Concurrency isn't enabled either. The registration of the handler is referenced here: https://github.com/Eventuous/eventuous/issues/222#issuecomment-1570176340 - bog standard registration.

How do you conclude that they are processed out of order? The way I read the logs they start at 246192, processes up to 246196, "skips" 246197, processes up to 246200, "skips" 246201+246202, processes 246203 and then stores a new checkpoint.

The auto-generated identity sequence is exactly the one I (think) I found above - messages_global_position_seq - the seq-part being what makes me believe that.

alexeyzimarev commented 1 year ago

Ah, it's the screenshot from Seq, right? So, it's sorted by time and new entries are on the top? Then indeed it looks fine.

fbjerggaard commented 1 year ago

Exactly :) Sorry that wasn't clearer before

fbjerggaard commented 1 year ago

A small update:

I tried adding some logging in PostgresSubscriptionBase to output a list of GlobalPositions received back from the db call - and I think our suspicion is correct - some events are missing: image

I am still working on the "why" part of it - since they are in the database when looking manually afterwards

alexeyzimarev commented 1 year ago

I think it's what I wrote it is. Transactions competing for the sequence. The order of number allocation doesn't match with the commit order.

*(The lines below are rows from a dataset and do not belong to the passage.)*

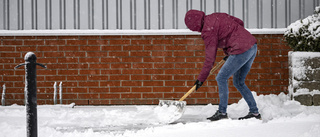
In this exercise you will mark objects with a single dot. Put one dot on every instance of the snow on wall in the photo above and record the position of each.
(300, 70)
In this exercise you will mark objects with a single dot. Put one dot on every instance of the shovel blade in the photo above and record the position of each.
(180, 105)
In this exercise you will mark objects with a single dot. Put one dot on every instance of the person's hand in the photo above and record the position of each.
(198, 84)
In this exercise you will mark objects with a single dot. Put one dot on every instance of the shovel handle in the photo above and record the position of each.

fbjerggaard commented 1 year ago

A small update from here:

I have tried a lot of various things, including trying to set a lock on the table when appending events (as it seems like that is the way MartenDB does it) - however that did not seem to do much of a difference.

It might be my pgbouncer that complicates things even further.

We have now decided to switch to EventStoreDB, and so far that seems like a much better choice. Our postgresql instance is also not getting slammed as much now.

I still think this issue should be kept open since it might be an issue for others

alexeyzimarev commented 1 year ago

For anyone interested, the issue is well-known in frameworks that support Postgres as event store, such as Axon and Marten. They have a complex gap-detection process to resolve it. MessgeDB, on the other hand, locks the "category", but they avoid the concept of the global log (and do whatever it takes to defend this decision by throwing arguments).

I checked with Oskar, who maintains Marten, and he knows two solutions:

My proposal was a bit different. I thought in the append SP to do the following:

I have no idea what the performance will be though, but it will guarantee that appends happen with incrementing global position, and the subscription issue should vanish.

If anyone is interested in implementing any of the approaches, please feel free to do so.